Harri Laakso

Finland °1965
affiliation: Aalto University, Department of Art and Media, Finland
en

Dr. Harri Laakso is Associate Professor of Photography Research at Aalto University, Finland and Head of the Department of Art and Media. Laakso is an artist researcher and curator interested in photographic images and theory, artistic research and images’ relations to words and performative actions


He has led artistic and research projects (e.g. “Figures of Touch” 2009–2012), curated and co-curated exhibitions (e.g. Backlight Photography Triennials 2002–2008; “Grey Matters” in Finnish Museum of Photography 2007; “Falling Trees” in Venice Biennale 2013.) He was co-chair of the Art of Research Conference 2023 and chair of the organizing group of the Helsinki Photomedia Conference 2022, 2024. He is member of the Editorial Board of RUUKKU Journal of Artistic Research (2014-, Chair 2023-).

 

 

comments

Exposition: 'Unfixed Landscape' - Is it possible to define 'place' through artistic practice? (01/01/2012) by Ruby Wallis
Harri Laakso 06/11/2012 at 12:42

The submission is interesting and relevant in its subject matter (and displays a certain artistic integrity in its approach – which is no small feat). There undoubtedly exist many other similar projects but I find it to always be of value and interest to examine the changes to our communities in the globalized world, and to explore the ways in which the experience of those communities can be visually and aurally performed in a nuanced way. The question of speed and slowness in relation to place is a pertinent vantage point (and a research area) here, as places never exist without duration. In fact, I think that the use of "moving stills" (and slowed down video) is an apt description of that tension. Likewise, the exposition as a whole creates a rich interplay between elements that are seen or unseen, visible or invisible, clearly represented or inchoate.

In my view the submission does expose practice as research in a successful way. The main questions and themes are clearly set (that is, the representation, in many technical forms, of a slow community and the artist-researcher's own relation to it and its inhabitants). The three case studies seem motivated and provide a rich range of approaches. The different elements create a vivid and nuanced depiction of various individual responses to places, often providing small but sufficient social clues (sometimes beyond the immediate community - e.g. the Joy Division song heard and Bob Dylan inspire this), which help to create strong atmospheres from a limited set of variables. The "stories" seem at one and the same time individual, personal and unique and sharable on a wider scale (which, I suppose, should be one general aim in artistic research).

The techniques used (slowed down videos, narrated sound pieces, textual fragments) are not as such radically innovative in any particular way (and there is no need that they should be). However, the interplay of the various elements is very effective, and produces tensions and creative leaps, which generate the production of new insight and knowledge. These leaps can be seen as another facet or effect of a "distance" that needs to be overcome, related to the "distance" that the author explores in relation to geography or her own emotional position as a filmmaker. This activation of making connections relates not only to the art pieces embedded in the work, and their mutual relation, but also to the way in which the theoretical frame (e.g. Levinas, Merleau-Ponty) is alluded to and activated.
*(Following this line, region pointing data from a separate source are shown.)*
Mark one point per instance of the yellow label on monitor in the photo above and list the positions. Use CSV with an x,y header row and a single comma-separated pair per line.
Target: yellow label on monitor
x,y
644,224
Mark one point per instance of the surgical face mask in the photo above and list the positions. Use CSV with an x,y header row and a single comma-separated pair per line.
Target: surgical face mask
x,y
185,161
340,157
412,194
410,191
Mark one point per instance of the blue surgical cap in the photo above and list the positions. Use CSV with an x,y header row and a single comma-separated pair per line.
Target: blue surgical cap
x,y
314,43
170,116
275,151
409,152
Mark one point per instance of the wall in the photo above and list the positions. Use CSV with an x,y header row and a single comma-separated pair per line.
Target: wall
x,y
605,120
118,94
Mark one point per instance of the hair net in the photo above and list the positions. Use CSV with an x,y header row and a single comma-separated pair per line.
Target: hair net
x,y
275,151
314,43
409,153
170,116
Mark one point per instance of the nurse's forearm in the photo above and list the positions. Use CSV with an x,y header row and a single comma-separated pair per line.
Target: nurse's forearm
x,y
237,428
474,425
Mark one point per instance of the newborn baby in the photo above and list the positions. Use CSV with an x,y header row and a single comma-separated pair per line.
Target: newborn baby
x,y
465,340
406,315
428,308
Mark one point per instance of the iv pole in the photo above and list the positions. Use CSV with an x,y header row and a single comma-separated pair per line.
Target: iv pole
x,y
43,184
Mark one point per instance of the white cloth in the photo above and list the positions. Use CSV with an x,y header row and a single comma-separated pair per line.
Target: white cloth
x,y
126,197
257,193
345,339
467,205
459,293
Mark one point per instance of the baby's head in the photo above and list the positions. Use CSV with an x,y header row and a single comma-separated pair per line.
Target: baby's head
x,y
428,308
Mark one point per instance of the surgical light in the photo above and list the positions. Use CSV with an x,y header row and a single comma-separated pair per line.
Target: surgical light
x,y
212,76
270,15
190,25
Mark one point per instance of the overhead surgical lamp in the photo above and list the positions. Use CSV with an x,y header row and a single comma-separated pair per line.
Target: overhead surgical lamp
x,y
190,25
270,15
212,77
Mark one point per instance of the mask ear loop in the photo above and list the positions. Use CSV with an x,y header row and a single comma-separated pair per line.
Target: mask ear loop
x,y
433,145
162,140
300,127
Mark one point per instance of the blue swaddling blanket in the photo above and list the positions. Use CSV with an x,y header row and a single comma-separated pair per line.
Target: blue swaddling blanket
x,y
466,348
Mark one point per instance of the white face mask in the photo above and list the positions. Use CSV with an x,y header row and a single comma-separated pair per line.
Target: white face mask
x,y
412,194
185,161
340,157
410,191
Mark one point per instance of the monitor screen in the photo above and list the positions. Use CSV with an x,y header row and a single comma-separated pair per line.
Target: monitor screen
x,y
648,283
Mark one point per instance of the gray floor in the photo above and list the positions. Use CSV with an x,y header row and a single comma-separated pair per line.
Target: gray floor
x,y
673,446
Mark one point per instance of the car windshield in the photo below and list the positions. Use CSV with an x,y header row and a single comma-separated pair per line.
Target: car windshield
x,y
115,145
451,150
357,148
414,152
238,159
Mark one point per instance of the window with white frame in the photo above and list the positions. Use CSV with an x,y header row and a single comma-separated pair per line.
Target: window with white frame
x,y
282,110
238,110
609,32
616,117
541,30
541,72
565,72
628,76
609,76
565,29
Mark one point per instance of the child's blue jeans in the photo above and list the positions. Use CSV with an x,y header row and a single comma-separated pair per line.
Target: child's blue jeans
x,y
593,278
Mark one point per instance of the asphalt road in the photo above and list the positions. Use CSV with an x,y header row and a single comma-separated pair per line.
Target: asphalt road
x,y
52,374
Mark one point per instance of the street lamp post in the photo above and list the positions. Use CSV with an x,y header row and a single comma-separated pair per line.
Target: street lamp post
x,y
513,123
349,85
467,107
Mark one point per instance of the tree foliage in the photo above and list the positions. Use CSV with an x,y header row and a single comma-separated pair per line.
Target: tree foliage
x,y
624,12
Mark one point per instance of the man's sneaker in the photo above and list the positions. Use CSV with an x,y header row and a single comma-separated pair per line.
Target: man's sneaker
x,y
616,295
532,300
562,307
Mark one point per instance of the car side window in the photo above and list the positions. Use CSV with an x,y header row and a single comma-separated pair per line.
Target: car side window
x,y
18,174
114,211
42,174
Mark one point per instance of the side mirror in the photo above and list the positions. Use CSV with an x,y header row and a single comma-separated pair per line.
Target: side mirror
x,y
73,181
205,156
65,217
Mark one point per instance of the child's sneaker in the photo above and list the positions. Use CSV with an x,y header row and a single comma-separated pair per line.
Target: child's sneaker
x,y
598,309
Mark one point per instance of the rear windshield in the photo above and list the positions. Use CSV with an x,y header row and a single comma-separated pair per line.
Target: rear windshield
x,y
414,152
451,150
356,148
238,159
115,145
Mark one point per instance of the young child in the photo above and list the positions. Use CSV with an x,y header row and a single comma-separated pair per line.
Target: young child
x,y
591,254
The artistic practice has great merits (and I think it is a fascinating work) but the exposition’s potential as research would have benefited greatly from more precise grounding in the theory. Since the idea of "place" is central in this work, the author might benefit from reading theory of that precise area, e.g. humanistic geography, for example the work of Edward Relph (his classic Place and Placelessness etc). There are of course many possible avenues available, depending on the author's preference. And as the issues of touch, portrait (face) and landscape come up in a strong way the work of Jean-Luc Nancy (and also his idea of the "immemorial") might be of interest to the author.